Открыть подъезд. Подняться по лестнице, перешагивая через две ступеньки. Приготовить черные немецкие ключи.
К дверной ручке привязан жирный Мишлен, сделанный из белого фетра. Подвешен за горло на черном шнурке.
Кейс начинает кричать. Берет себя в руки. Закрывает рот ладонью.
Вдох, выдох.
— Он получил утку в лицо на скорости двести пятьдесят узлов.
Черный волосок на месте. Пудру с ручки, разумеется, смахнули, но периметр по-прежнему в безопасности.
Кейс старается не глядеть на чудовище, прикрученное к двери. Это просто кукла. Обычная кукла. Немецкий ключ вонзается в замок.
Зайти внутрь, запереть дверь, накинуть цепочку.
Дребезжит телефон.
Она вскрикивает.
После третьего звонка поднимает трубку:
— Але?
— Это Хьюберт.
— Хьюберт?..
— Конечно, кто же еще. Итак?
— Что, «итак»?
— Утро вечера мудренее.
Кейс открывает рот, но слова застревают в горле.
— Вы подписались под эмблемой Хайнца, — продолжает он. — Значит, дело сделано. Поздравляю.

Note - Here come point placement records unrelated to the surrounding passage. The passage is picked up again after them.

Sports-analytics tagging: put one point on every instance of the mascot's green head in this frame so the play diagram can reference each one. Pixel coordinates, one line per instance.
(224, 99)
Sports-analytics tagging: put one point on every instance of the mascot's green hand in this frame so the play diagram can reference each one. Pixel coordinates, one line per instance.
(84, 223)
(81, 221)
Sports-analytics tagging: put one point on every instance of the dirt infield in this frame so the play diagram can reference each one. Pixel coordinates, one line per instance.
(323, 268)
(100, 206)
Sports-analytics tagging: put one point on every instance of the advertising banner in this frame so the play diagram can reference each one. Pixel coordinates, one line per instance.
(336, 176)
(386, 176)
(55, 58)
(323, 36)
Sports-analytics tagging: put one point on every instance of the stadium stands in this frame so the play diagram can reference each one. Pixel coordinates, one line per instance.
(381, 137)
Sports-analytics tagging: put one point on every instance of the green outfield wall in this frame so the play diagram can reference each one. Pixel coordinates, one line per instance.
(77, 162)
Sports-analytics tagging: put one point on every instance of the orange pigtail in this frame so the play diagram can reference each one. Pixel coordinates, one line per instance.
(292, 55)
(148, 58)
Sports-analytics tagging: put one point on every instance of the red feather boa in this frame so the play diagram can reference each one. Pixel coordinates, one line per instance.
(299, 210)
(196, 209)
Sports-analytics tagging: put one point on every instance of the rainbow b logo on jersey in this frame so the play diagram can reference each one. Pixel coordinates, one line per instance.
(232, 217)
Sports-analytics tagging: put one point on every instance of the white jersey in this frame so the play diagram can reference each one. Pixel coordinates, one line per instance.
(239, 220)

В трубке слышен приглушенный звук рояля. Фоновая музыка коктейльного зала. Сколько сейчас времени в Нью-Йорке?
— Я собираю чемоданы, Хьюберт. Беру такси в Хитроу, потом первым же рейсом домой.
Наконец-то озвучено то, чего она хочет больше всего на свете.
— Замечательно. Значит, мы можем все обсудить, как только вы прибудете.
— Вообще-то я лечу в Париж.
— Париж? Ладно. Я там буду завтра утром. Мой клиент как раз должен мне один полет на «Гольфстриме» [14]. Заодно и долг получу.
— Послушайте, Хьюберт, тут нечего обсуждать. Я все сказала в субботу.
— Вы помирились с Доротеей? Он меняет тему разговора.
— Вы меняете тему, Хьюберт.
— Бернарду показалось, что вам стало плохо при виде нового дизайна.